Technical & Domain Expertise:
- AI/ML technologies (LLMs, NLP, predictive analytics, computer vision – as applicable).
- Agentic AI frameworks and orchestration platforms.
- Automation technologies (RPA, workflow orchestration, event-driven systems).
- API-led integration, microservices, and middleware platforms.
- Cloud platforms (AWS, Azure, GCP) and AI/ML services.
- Data engineering (data pipelines, streaming, data lakes).
- Familiarity with ServiceNow as an integration and workflow platform (secondary focus).
- Knowledge of OSS/BSS systems in telecom (preferred).
Leadership & Soft Skills:
- Strong ability to translate AI capabilities into business value and operational outcomes.
- Excellent stakeholder management, including executive-level communication.
- Ability to lead multidisciplinary teams (AI, engineering, operations).
- Strategic thinking with hands-on delivery orientation.
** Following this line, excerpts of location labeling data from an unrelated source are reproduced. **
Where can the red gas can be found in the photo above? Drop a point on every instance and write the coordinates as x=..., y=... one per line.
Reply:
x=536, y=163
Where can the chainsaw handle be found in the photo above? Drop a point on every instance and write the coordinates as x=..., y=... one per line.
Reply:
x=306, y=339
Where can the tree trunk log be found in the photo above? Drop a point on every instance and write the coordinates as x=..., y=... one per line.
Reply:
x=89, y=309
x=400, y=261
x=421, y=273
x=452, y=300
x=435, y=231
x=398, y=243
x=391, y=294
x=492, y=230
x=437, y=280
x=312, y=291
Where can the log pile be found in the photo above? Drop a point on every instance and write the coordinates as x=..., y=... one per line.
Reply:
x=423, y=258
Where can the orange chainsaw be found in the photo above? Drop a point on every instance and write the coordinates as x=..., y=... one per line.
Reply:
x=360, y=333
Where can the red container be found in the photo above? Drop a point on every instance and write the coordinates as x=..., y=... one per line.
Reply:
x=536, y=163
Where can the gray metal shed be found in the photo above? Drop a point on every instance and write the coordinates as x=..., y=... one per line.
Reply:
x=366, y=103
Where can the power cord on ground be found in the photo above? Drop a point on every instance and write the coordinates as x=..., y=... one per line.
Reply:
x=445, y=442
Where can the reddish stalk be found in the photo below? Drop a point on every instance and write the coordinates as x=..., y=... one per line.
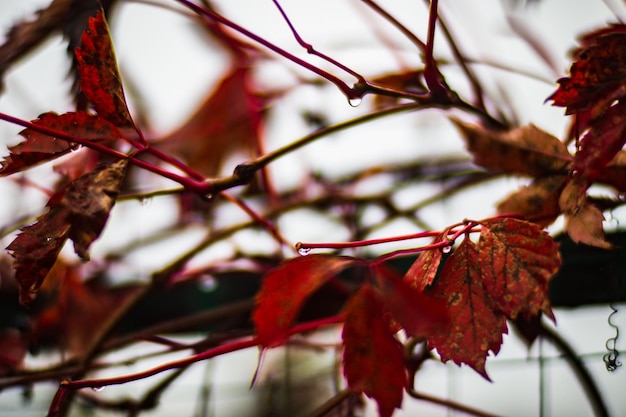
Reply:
x=208, y=354
x=350, y=93
x=192, y=185
x=431, y=73
x=311, y=50
x=267, y=225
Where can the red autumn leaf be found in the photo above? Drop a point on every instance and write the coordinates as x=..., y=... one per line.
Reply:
x=604, y=139
x=418, y=314
x=373, y=359
x=585, y=226
x=77, y=309
x=526, y=150
x=598, y=75
x=538, y=202
x=476, y=327
x=227, y=122
x=517, y=260
x=284, y=291
x=37, y=147
x=78, y=212
x=424, y=270
x=98, y=74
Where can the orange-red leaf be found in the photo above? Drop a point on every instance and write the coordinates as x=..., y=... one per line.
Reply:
x=598, y=75
x=517, y=260
x=526, y=150
x=585, y=226
x=39, y=148
x=286, y=288
x=476, y=326
x=418, y=314
x=424, y=270
x=373, y=359
x=604, y=139
x=538, y=201
x=98, y=74
x=77, y=212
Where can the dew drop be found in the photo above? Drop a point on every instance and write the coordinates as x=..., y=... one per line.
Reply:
x=355, y=101
x=302, y=250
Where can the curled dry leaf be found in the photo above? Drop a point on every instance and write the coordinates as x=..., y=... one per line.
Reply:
x=538, y=202
x=98, y=74
x=78, y=212
x=526, y=150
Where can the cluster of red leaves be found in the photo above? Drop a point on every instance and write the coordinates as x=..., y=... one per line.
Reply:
x=461, y=311
x=594, y=93
x=79, y=209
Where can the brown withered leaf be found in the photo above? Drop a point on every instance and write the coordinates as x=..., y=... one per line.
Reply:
x=585, y=226
x=66, y=16
x=78, y=212
x=526, y=150
x=537, y=202
x=476, y=325
x=89, y=200
x=98, y=74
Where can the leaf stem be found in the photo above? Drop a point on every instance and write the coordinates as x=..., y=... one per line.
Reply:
x=311, y=50
x=208, y=354
x=189, y=183
x=345, y=88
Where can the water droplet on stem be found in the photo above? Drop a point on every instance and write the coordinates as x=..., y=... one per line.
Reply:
x=355, y=101
x=302, y=251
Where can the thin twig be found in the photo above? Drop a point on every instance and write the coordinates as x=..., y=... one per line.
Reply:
x=449, y=404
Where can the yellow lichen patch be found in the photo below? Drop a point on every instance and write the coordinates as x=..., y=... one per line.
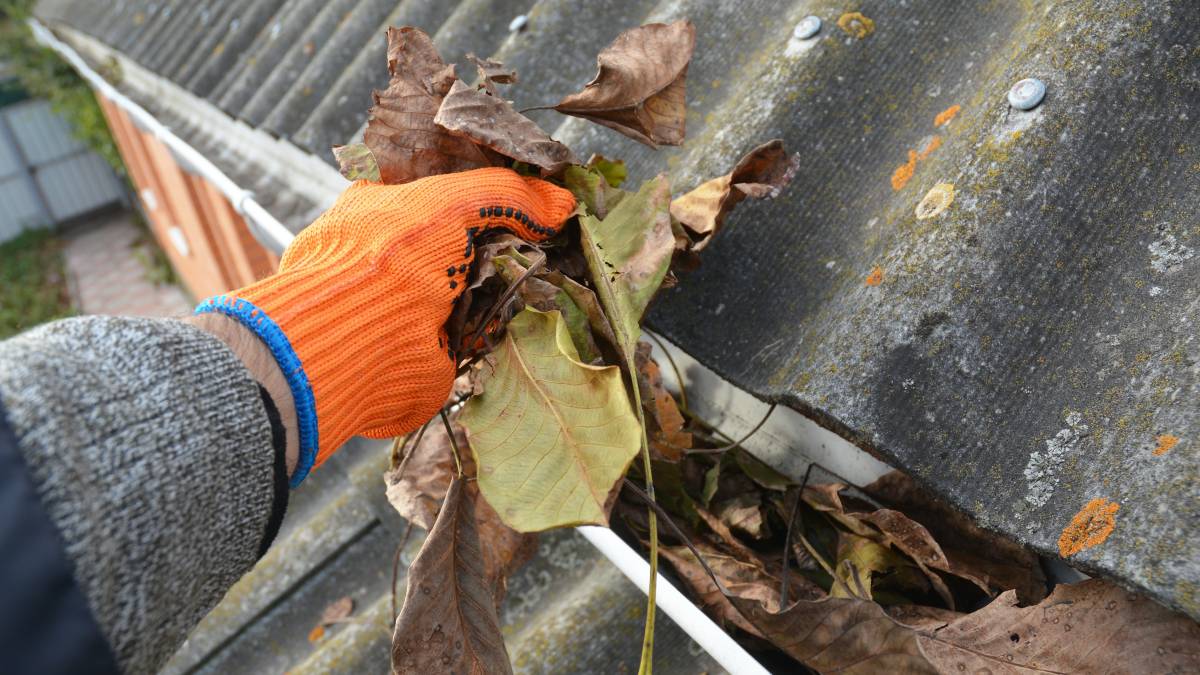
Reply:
x=904, y=172
x=1090, y=527
x=947, y=114
x=1165, y=442
x=934, y=144
x=856, y=24
x=937, y=199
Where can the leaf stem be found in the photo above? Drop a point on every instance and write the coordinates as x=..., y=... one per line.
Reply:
x=395, y=567
x=666, y=518
x=787, y=538
x=647, y=664
x=508, y=296
x=736, y=443
x=683, y=390
x=454, y=443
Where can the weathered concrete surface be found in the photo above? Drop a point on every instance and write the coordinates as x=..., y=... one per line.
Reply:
x=1024, y=350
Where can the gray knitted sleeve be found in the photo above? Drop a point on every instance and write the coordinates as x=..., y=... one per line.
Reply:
x=150, y=447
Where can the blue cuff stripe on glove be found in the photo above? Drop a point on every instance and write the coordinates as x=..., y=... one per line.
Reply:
x=257, y=321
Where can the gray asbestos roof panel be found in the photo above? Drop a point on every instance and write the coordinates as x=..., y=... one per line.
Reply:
x=1023, y=351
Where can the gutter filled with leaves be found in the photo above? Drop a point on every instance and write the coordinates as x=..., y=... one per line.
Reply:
x=880, y=578
x=558, y=395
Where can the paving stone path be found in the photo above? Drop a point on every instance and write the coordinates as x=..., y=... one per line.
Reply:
x=107, y=276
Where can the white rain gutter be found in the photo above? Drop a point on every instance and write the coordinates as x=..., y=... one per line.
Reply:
x=727, y=652
x=267, y=226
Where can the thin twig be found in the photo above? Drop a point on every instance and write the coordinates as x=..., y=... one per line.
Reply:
x=683, y=390
x=633, y=487
x=454, y=444
x=825, y=565
x=736, y=443
x=395, y=567
x=787, y=538
x=508, y=294
x=411, y=449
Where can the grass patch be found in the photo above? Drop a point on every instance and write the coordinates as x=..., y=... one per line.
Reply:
x=33, y=281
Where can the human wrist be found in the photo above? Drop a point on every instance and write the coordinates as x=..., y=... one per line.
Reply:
x=262, y=365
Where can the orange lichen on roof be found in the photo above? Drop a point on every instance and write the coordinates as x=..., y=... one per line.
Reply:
x=1165, y=442
x=934, y=144
x=947, y=114
x=856, y=24
x=904, y=172
x=1090, y=527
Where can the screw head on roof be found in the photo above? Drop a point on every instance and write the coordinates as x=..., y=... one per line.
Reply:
x=1026, y=95
x=808, y=27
- Strong problem-solving skills in complex, ambiguous environments.
Preferred Certifications:
- PMP, PgMP, or PRINCE2.
- AI/ML certifications (e.g., AWS Certified Machine Learning, Azure AI Engineer).
- SAFe Agilist / Scrum certifications.
- Relevant certifications in data, cloud, or automation technologies.
Success Metrics:
- Successful deployment of AI-driven automation use cases at scale.
- Reduction in manual operations through autonomous workflows and AI agents.
- Measurable improvements in operational KPIs (MTTR, incident volumes, cost efficiency).
- Adoption and reuse of AI-enabled services across teams.
- Demonstrated ROI and business value from AI investments.
Nice-to-Have:
- Experience with AIOps, self-healing networks, or autonomous operations.
- Exposure to GenAI-based copilots and enterprise AI platforms.
- Understanding of AI governance, ethics, and regulatory considerations.